Some  examples  remain  pedagogically  useful  as  illustrations  of   how  this  refusal  to  press systems to name and gender correctly has for me (one of  the ‘privileged’ of  our industry), actually worked: I have had benefits withheld because of  a perceived discrepancy in naming. I fear  thinking  about  what  is  happening  re:  names  and  my  pension.  And  I  have  had  SSHRC [Social Science and Humanities Research Council] funds frozen. The remedies offered to me by some of  these administrative offices have been ridiculous (our benefits provider asked me for proof  of  a marriage license between my previous name and my current name before they would extend me my benefits; for two years, this occurred with each and every claim, even after I notified them in writing that this was not a marriage but a legal sex change). In other cases, when the registrar’s office at my school has listed my birth name as Course Director I was  placed  in  very  difficult  circumstances  that  required  complicated  explanations  before  I even began my teaching work with the students. This did not bode well for our pedagogical process and it created a very confusing situation for most students who were utterly befuddled and nowhere near ready to think through this issue with me as part of  our curriculum. Yet, thankfully, many of  them did.

If  you  have  a  student  working  for  you  as  a  teaching  assistant  who  queries  how  a  different name might be used (for example, on Moodle or other virtual classroom technologies), sending them to trans- faculty members as remedy is not helpful. Asking the student if  something has worked elsewhere and then calling tech and support administrators to see what can be done could facilitate the accommodation of  our trans students within structures and systems that remain intransigent around the complexity of  trans- embodiment – this is far more useful.

I  ask  that  we  do  what  the  best  of  our  social  justice  movements  have  taught  us:  to  not individualize   these   situations   as   anomalies   but   instead   to   deal   with   them   as   current manifestations of  the kinds of  historical and structural problems doing a kind of  violence that so many of  our social movements and theoretical paradigms have seen fit to address. Either we engage in the dismantling of  such practices or – and I go on record – we need to stop exposing our students to such daily violences in the name of  reified systems and structures that supposedly ‘cannot be helped.’

I have now been at my university for six years, which have been arduous around these and other    related    trans    issues    despite    my    best    efforts    and    those    of    a    few    of my  cisgendered60    colleagues  (i.e.  those  colleagues  whose  gender  identity  ‘matches’  their biological  or  assigned  sex).  Year  after  year,  I  find  I  have  the  same  conversations  with  my students  –  only  this  year  they  grow  en  masse  –  individually  to  marshal  them  through administrative  engendering  to  which  they  are  left  without  many  allies  or,  seemingly,  much widespread faculty support and action.

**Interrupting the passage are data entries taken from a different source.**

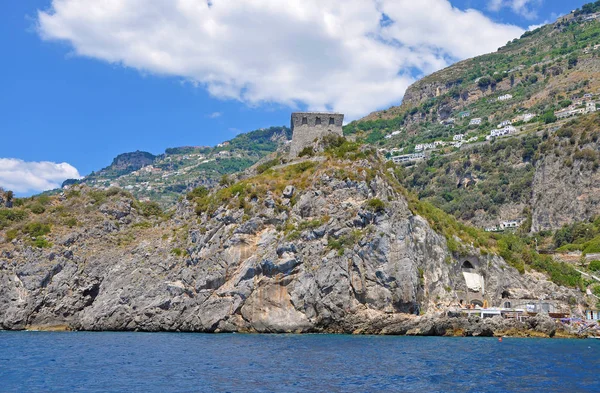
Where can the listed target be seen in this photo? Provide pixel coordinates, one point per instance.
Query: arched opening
(467, 265)
(476, 302)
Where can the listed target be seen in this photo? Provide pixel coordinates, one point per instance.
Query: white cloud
(29, 177)
(319, 53)
(215, 115)
(525, 8)
(535, 27)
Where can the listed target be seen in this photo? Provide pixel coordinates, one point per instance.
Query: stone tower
(308, 126)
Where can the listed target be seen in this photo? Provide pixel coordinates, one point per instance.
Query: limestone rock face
(323, 261)
(562, 194)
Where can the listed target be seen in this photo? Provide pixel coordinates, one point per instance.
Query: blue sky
(81, 85)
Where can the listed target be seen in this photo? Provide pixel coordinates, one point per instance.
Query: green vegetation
(376, 205)
(560, 273)
(590, 8)
(198, 192)
(594, 266)
(150, 209)
(580, 236)
(267, 165)
(177, 252)
(345, 241)
(10, 216)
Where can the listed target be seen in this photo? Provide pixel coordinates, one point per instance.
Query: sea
(187, 362)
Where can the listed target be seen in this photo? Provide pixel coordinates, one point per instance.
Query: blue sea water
(162, 362)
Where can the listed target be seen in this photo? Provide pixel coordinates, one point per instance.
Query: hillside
(330, 243)
(511, 136)
(164, 178)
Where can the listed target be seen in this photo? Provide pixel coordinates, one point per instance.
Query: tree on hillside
(9, 199)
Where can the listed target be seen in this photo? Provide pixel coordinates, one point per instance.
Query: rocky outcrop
(564, 194)
(340, 254)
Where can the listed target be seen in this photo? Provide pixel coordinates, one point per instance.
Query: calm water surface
(140, 362)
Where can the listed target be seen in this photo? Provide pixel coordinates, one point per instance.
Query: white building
(590, 107)
(568, 112)
(503, 131)
(510, 224)
(408, 158)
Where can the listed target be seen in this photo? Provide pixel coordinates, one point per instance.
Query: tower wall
(306, 128)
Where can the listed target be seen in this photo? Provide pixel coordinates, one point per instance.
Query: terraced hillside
(166, 177)
(509, 137)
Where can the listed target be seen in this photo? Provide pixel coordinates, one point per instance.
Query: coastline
(540, 326)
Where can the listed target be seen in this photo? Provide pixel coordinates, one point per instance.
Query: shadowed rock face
(344, 268)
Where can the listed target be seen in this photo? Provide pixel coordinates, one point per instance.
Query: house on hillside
(590, 107)
(501, 132)
(407, 158)
(511, 224)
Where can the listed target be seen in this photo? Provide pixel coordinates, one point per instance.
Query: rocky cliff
(322, 245)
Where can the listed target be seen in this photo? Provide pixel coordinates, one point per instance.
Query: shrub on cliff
(594, 266)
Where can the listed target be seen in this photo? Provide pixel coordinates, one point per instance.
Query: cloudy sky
(85, 80)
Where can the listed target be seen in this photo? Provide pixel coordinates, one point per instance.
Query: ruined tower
(308, 126)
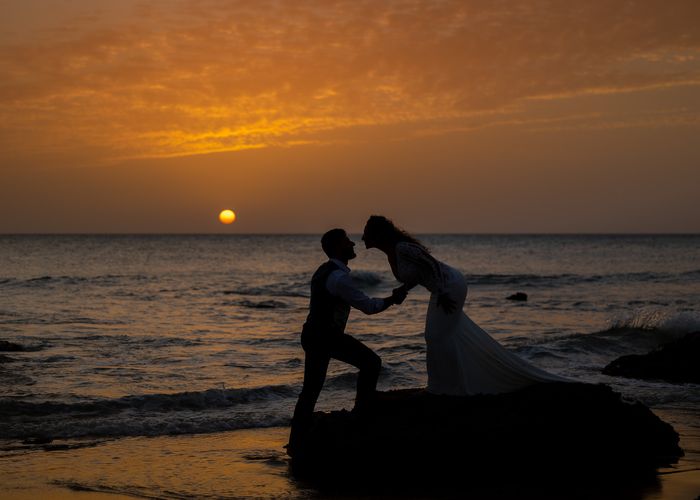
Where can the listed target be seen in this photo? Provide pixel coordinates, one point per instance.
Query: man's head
(337, 245)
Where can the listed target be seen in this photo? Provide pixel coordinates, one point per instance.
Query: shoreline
(248, 463)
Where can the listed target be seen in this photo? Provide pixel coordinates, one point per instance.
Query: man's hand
(398, 295)
(446, 303)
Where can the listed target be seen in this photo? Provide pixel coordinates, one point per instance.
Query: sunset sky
(466, 116)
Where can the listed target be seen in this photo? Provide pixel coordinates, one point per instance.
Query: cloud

The only reason why my legal name appears the way it does is because our astute and committed program assistants have each personally insisted that it appear no less than accurate. I ask each of  us to make the same commitment.

At the very least, I ask each of  us to begin to rethink how we might trans-conceptualize this complex terrain issue of  regulatory and administrative en-gendering which is not remedied by the practices providing accommodation of  LGBTQ bodies. Instead, we return to Trans 101 and think in far more complex ways about the proximities we erroneously deploy when we neatly imagine that we successfully LGBTQIQ our teaching and learning environments in the name of  ‘equity.’ The reality couldn’t be further from the truth.”